Hi Ros,
tl;dr
Proof readers are not acceptable, but some of this intervention should come for free from the lecturer, fellow students and Learning Support. However, this assumes the assessment method is correct, which it might not be.
Let'a play a little game. Student A writes an essay and shows it to one of the following:
1) a fellow student B on A's course
2) his/her tutor
3) someone paid to review the work
Q1 Which of these three are legitimately allowed to change/rewrite any of it?
Q2. What are the three allowed to contribute that is legitimate in an academic case where this is assessed work?
My model answer, assuming traditional assessment techniques and university regulations would be:
Q1. None. If a lecturer could not be expected to rewrite work, no one else should; modifying text is not supervision, it's collaboration at best, or collusion. If an assignment is individual work, there is a threshold of acceptable intervention that the lecturer must manage.
Q2. Very little, sadly. Given we are assuming traditional assessment, which is already broken, fellow students (a great learning resource) are prohibited; lecturers are unable/unwilling to provide the level of supervision necessary, especially if the language skills are that poor; paid proof readers (as another poster suggested) could only legitimately provide the level of support a supervisor or Learning Support should be providing free, which does not include translation or rewrites.

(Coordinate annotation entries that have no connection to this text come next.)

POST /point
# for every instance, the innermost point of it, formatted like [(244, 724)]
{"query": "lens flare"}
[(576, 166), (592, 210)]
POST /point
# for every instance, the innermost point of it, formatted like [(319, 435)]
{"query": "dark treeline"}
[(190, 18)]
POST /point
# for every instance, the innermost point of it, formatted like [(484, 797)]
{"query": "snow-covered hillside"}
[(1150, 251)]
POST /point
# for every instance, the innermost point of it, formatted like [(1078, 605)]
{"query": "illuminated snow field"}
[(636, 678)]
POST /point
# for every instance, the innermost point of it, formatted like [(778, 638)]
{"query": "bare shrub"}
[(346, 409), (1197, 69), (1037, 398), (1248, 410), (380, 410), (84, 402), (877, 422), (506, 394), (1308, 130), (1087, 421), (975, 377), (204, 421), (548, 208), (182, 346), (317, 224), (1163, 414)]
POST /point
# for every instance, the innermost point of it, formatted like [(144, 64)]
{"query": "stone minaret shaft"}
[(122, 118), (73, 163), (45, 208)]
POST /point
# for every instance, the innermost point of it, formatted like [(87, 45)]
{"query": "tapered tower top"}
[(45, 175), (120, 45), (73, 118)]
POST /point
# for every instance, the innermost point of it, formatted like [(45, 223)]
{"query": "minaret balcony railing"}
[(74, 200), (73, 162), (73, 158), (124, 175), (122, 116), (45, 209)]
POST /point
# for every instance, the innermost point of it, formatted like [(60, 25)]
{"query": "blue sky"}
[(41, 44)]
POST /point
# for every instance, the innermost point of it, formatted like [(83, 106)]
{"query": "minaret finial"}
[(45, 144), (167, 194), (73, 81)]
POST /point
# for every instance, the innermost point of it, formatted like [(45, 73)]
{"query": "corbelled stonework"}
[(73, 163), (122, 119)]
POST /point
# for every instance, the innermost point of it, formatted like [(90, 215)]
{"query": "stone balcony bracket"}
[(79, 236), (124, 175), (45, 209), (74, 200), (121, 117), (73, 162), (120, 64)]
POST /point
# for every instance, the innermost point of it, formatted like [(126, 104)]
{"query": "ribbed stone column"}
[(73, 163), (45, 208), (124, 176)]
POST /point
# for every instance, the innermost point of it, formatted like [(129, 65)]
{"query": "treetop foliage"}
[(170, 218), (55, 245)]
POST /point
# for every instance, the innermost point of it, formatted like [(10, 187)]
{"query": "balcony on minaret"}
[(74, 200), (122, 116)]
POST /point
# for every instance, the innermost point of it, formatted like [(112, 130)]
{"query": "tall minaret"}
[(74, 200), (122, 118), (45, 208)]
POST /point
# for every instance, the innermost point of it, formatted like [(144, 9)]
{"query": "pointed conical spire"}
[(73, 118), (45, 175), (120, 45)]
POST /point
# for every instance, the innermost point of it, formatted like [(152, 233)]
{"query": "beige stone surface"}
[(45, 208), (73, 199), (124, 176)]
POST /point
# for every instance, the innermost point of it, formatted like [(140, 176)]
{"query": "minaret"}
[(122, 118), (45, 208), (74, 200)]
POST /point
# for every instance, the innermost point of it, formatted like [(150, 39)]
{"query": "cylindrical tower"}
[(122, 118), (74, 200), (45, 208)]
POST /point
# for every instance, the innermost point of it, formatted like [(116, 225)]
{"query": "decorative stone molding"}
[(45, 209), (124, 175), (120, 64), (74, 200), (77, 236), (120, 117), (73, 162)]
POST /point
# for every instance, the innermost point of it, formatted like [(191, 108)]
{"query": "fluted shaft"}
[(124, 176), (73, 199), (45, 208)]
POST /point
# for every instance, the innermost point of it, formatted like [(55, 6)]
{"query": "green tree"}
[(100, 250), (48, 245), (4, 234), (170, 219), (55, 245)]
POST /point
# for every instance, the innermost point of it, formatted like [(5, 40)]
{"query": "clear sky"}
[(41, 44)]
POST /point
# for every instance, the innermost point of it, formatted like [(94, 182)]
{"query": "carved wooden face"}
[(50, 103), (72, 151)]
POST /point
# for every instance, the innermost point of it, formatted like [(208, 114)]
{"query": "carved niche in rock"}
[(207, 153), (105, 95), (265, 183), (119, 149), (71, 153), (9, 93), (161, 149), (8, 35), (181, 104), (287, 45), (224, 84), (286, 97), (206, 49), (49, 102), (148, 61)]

The real question is what is being assessed and how is learning supported. If ability to write graduate level English is vital, a proof reader is not acceptable, and Learning Support units needs to be resourced properly to provide this service free for all, if the lecturer cannot; if admissions have accepted a student's level of English is sufficient, then the institution has to support that student. If the ability to construct an assignment individually is critical, most support is inappropriate. If in depth knowledge of the discipline is required, is an essay the best form of assessment?